City calling

Rogers Stirk Harbour & Partners’ new home is a long way from its old riverside haunt, in more ways than one, but the spirit remains the same

Axial view from the corner breakout space back into the depth of the office.
Axial view from the corner breakout space back into the depth of the office. · Credit: Paul Rafferty

For a firm like RSHP, whose ethos over 30 years seemed in part defined by the genius loci of its west London riverside location, you have to wonder how traumatic the move from the banks of the Thames to Bank station could have been. Lord Rogers of Riverside’s status as a peer is, after all, predicated on the office’s former location and his wife Ruth made her name and a gastronomic brand from it. What’s the chance of your creative potency drying up once you move away from the river?

It’s all up in the air now, literally, since RSHP moved to the 14th floor of its own Leaden­hall Building, unable to secure a lease extension on the old place and lured by a preferential one from British Land, sensitive to changes afoot in the City where hedge fund managers seem to be moving to the West End and creative start-ups are crossing over from Shoreditch to the Square Mile. You might see them all come and go looking west over the dome of St Paul’s, and there’s still a view of the river, albeit a distant one; while Rogers’ own masterly response to another genius loci, his Lloyd’s Building, lies opposite.

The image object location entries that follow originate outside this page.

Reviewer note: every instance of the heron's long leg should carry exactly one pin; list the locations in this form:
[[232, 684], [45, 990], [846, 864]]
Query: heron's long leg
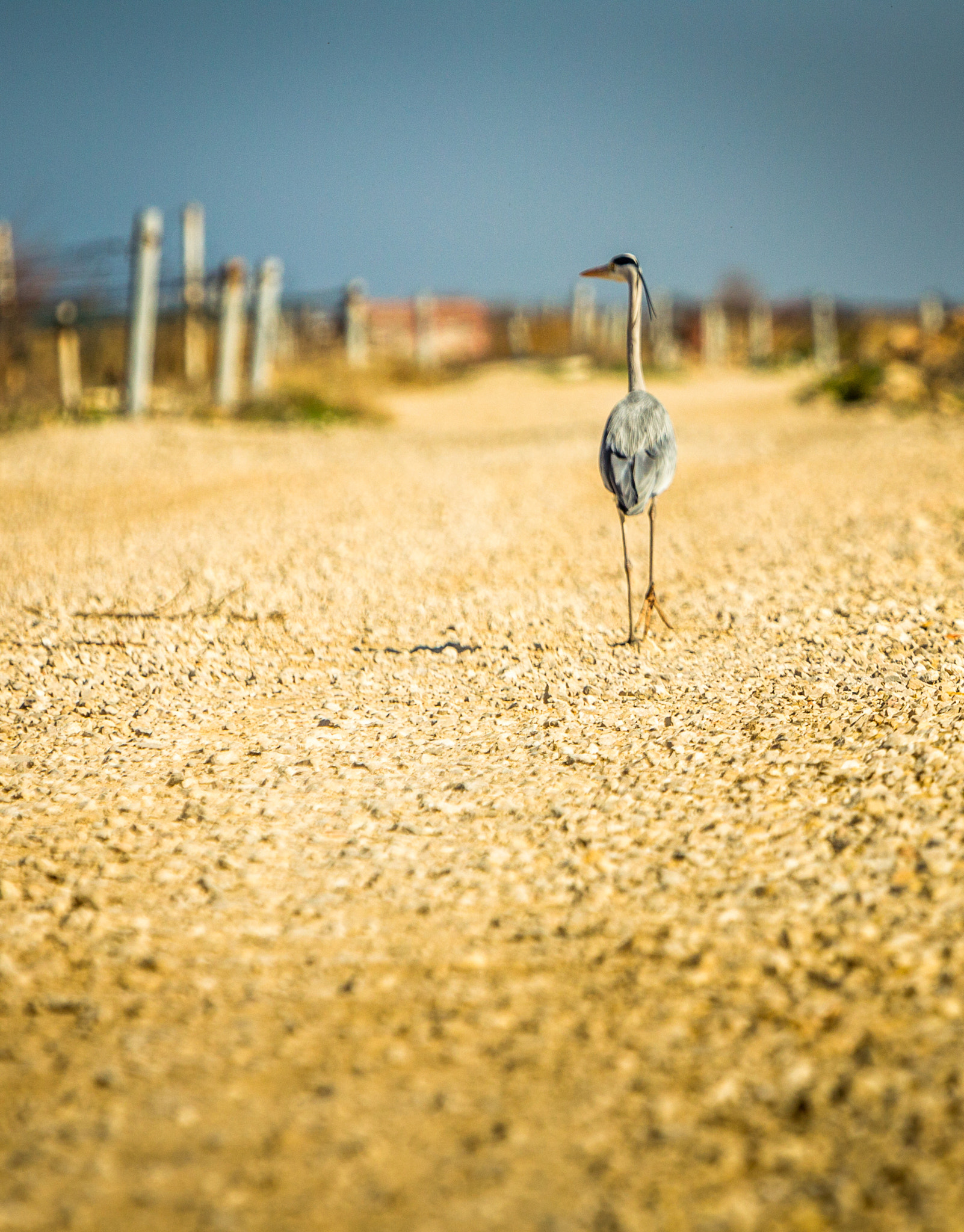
[[628, 567], [651, 602]]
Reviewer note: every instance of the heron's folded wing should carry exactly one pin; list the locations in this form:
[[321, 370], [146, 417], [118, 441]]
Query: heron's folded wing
[[645, 473], [617, 472]]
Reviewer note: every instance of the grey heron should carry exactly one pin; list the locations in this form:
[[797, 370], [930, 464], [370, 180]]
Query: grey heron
[[638, 451]]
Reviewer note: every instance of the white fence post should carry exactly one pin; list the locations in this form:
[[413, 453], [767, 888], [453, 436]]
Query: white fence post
[[932, 315], [267, 324], [714, 337], [761, 331], [68, 356], [521, 342], [665, 350], [357, 324], [195, 337], [146, 276], [231, 338], [425, 350], [582, 327], [8, 269], [826, 346]]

It was a given that RSHP was going to leave its own imprimatur on The Cheesegrater, a building that was originally designed, with its shell and core, for more conservative financial services tenants. The brief for the 1,620m2 floor plate, fitted out over 16 weeks for the firm’s 200 staff at a cost of £2.3 million, was that it retain the best of the former HQ, dispense with its flaws, progress the flexible aesthetic and future-proof it.

 

Changes are afoot in the City – hedge fund managers seem to be moving to the West End and creative start-ups are crossing over from Shoreditch to the Square Mile

The three-building, multi-level domesticity of Thames Wharf is swapped for a tabula rasa of single storey working; the office now split in a tripartite way by its corner breakout spaces. Desks to the east, west and south radiate out from the central meeting space, accessed via the reception off the north core: three fluid and connected colleges of industry around the office’s new beating heart.

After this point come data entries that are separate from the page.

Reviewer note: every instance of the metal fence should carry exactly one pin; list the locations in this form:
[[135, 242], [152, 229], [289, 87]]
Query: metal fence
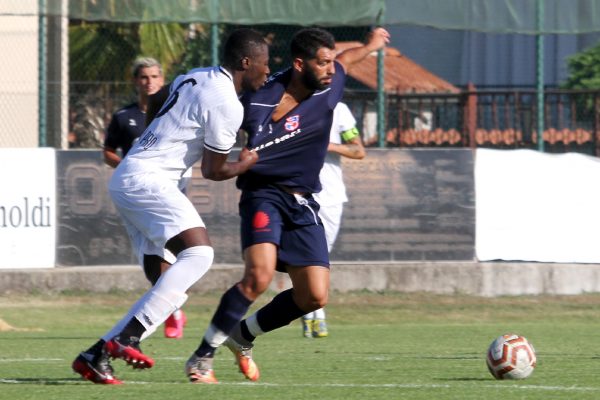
[[486, 118], [100, 54]]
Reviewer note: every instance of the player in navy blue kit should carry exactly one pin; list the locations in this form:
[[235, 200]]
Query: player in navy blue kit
[[288, 123]]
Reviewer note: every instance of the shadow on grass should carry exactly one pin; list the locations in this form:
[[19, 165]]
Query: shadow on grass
[[42, 381], [464, 379]]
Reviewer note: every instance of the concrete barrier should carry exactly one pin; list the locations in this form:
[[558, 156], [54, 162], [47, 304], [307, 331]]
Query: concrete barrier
[[481, 279]]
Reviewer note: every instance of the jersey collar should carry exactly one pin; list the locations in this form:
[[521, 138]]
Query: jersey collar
[[223, 70]]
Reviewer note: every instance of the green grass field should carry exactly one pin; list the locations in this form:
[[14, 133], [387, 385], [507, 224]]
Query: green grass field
[[381, 346]]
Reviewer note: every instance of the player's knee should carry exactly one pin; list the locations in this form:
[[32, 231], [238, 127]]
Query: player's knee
[[313, 302], [254, 284]]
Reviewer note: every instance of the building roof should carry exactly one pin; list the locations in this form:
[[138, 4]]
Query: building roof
[[402, 75]]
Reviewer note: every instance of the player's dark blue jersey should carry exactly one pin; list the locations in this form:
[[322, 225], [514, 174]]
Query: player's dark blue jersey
[[291, 150], [126, 125]]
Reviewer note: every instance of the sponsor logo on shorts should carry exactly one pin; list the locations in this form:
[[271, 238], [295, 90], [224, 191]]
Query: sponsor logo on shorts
[[261, 221], [292, 123]]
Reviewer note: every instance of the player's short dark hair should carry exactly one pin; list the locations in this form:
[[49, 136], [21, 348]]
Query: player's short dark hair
[[241, 43], [306, 42], [144, 62]]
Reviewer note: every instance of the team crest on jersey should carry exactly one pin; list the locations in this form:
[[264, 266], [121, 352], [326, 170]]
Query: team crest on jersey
[[292, 123]]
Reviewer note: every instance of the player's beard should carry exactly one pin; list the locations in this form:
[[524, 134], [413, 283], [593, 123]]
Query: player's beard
[[311, 81]]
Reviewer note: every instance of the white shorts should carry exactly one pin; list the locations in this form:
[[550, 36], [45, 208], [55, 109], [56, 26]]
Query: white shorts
[[154, 210], [331, 216]]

The signature fluorescent carpet reappears (in green rather than blue), but the suspended ceilings don’t; after all, why have 2.75m ceiling heights when you can have 3.7m? It’s  interesting to look up, however, and see the air handling units, ducts and pipework, in the past celebrated with primary colours, then encased in high tech stainless steel, now shrouded in a thick layer of black nitrile rubber. Hugging the precast concrete floor slabs, neatly cosseted in its thermal and acoustic absorbent layer, the firm insists this is still a functional expression of the services – just their most nuanced version.

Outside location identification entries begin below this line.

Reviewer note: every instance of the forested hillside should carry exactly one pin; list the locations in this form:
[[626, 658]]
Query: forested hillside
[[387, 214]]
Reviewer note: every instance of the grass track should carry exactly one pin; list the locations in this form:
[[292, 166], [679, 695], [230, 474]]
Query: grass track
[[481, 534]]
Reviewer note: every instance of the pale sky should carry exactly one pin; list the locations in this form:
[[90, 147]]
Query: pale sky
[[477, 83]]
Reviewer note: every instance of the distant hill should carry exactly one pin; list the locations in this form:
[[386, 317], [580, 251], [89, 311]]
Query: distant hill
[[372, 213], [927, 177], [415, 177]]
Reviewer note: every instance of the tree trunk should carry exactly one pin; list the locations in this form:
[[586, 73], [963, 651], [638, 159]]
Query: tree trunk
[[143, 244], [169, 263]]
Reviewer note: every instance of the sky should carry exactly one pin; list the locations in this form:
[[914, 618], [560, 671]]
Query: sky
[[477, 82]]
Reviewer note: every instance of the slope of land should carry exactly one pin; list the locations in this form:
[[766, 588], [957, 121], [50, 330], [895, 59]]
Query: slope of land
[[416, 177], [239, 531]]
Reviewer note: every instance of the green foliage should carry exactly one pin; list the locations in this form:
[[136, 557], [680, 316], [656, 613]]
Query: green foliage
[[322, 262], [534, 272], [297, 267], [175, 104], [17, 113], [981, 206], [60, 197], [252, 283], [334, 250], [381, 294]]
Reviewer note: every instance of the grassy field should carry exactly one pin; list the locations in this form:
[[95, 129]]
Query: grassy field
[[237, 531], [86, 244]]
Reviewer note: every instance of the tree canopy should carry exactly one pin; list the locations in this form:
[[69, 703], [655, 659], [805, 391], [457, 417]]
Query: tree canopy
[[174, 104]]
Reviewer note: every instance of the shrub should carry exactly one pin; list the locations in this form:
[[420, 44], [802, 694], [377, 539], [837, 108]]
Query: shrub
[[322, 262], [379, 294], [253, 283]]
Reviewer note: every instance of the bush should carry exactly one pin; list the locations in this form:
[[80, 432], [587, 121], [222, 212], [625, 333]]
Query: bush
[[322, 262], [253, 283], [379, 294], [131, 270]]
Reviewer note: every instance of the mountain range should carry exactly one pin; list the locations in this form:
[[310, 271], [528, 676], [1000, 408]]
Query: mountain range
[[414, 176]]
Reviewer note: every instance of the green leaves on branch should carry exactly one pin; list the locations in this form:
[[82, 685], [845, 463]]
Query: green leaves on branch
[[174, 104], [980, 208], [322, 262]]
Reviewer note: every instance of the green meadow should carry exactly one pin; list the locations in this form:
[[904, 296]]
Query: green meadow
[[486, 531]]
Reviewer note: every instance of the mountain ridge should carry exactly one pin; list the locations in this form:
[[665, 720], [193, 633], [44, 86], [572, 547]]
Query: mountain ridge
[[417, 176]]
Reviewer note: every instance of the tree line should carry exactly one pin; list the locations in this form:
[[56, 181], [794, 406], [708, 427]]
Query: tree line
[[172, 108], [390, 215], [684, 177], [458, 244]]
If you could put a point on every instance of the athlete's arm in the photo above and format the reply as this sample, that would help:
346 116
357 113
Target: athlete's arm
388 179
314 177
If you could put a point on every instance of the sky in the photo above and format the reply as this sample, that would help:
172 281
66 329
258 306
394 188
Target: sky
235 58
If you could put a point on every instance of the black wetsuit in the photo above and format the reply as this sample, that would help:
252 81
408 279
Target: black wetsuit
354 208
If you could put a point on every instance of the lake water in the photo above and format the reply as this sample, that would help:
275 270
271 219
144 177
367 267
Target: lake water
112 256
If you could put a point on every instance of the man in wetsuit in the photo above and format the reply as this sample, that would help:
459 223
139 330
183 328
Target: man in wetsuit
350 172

Still at ceiling level, the firm worked with Spectral Lighting on bespoke circular LED light fittings running in regimented lines, directly mounted on the cable trays. But there’s room for insubordination; track-mounted task lighting can be inserted anywhere along the runs, actuated by your mobile phone – one of the things supposedly offering what RSHP calls ‘a surprising level of humanity within a great super-studio space’.

 

  • The level 14 lift lobby almost doesn’t need a sign to announce the brand.
    The level 14 lift lobby almost doesn’t need a sign to announce the brand. · Credit: Paul Rafferty
  • The kitchen is the social hub of the new office.
    The kitchen is the social hub of the new office. · Credit: Paul Rafferty

As above, so below. The flexibility evident in the ceiling void is reflected at task level where, once your eyes make it past the chromatic office seating, you see the results of the firm’s collaboration with Dutch furniture maker Ahrend which created desks up to 12m long, with spine, supported on only four legs. The white Trespa surfaces have central flaps that open for workspace technology and phones; when the CITRIX system is up and running, they should be able to pivot closed permanently. The brief was that in ‘meeting’ mode a sheet of paper should glide effortlessly over them; an uninterrupted surface – perhaps expediting the passage of the form of appointment from the architect to the hand of the client. But as the practice’s sleek new HQ exemplifies, from the detail, to the building, to the context; in the competitive world of the mega­project designer, every little helps.